A review of everything before the court clearly establishes that the plaintiff was an at-will employee and, therefore, his claim for breach of contract fails. In this Commonwealth, it is settled law that an employment relationship is presumed to be at-will unless the parties agree on a definite term or on conditions for termination. McGonagle v. Union Fidelity Corp., 383 Pa. Super. 223, 556 A.2d 878 (1989); Greene v. Oliver Realty Inc., 363 Pa. Super. 534, 526 A.2d 1192, appeal denied, 517 Pa. 607, 536 A.2d 1331 (1987).

There is nothing in the record concerning the duration of plaintiff’s managerial employment. In his deposition, plaintiff describes discussions during his promotion in*544terviews regarding what would happen if he made mistakes as a manager. He states he was assured that he would not be dismissed for arbitrary reasons or for mistakes made as a new supervisor.

These assurances fail to make out a definite employment agreement to overcome the at-will presumption. Veno v. Meredith, 357 Pa. Super. 85, 515 A.2d 571 (1986); DiBonaventura v. Conrail, 372 Pa. Super. 420, 539 A.2d 865 (1988).

III. INTENTIONAL TORT CLAIMS

The appellant’s final claims are for invasion of privacy, intentional infliction of emotional distress, defamation and malicious prosecution. The court finds that these claims are barred by the exclusive remedy provisions of the Pennsylvania Workers’ Compensation Act. 77 Pa.C.S. §481 (1974). Kline v. Arden H. Verner Co., 503 Pa. 251, 469 A.2d 158 (1983); James v. International Business Machine, 737 F. Supp. 1420 (E.D. Pa. 1990); Papa v. Franklin Mint Corp., 400 Pa. Super. 358, 583 A.2d 826 (1990).

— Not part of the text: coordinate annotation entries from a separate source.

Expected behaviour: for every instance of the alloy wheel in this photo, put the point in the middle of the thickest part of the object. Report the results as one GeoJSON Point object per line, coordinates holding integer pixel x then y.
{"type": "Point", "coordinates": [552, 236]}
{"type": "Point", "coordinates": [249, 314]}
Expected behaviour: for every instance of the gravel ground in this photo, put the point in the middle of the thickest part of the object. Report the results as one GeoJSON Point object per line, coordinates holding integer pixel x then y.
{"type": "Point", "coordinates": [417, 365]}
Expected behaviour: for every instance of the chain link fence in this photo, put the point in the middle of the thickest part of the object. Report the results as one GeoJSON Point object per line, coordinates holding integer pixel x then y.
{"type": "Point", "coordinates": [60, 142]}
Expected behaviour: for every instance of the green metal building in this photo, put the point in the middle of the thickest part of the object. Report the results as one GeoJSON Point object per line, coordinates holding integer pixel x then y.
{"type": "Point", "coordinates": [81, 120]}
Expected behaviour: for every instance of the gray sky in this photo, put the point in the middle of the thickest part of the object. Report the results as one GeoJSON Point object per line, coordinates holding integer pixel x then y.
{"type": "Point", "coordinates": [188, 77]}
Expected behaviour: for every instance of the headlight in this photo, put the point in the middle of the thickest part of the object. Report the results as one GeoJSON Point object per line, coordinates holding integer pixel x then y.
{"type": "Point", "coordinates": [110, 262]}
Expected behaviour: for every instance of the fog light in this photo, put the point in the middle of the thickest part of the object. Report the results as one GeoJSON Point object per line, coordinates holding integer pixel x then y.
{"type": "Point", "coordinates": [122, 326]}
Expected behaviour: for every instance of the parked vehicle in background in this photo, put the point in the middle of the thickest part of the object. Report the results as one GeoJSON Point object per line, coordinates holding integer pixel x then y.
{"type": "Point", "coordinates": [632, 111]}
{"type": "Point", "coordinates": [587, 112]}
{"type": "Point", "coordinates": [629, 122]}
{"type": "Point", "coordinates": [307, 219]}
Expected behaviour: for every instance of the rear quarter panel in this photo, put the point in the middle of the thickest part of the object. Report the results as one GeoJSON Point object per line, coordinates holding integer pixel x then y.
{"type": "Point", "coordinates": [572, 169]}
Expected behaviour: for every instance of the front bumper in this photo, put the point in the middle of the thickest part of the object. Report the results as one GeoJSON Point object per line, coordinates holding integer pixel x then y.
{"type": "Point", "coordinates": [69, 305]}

Appellant argues that this exclusive remedy is not a viable defense because it does not apply to matters involving a violation of law. As discussed above, this court finds nothing in this récord to support any violation of the law or public policy in this case.

DISPOSITION

Based on the pleadings, depositions, answers, admissions and affidavits and for the foregoing reasons, the court granted the motion for summary judgment of the UPS defendants.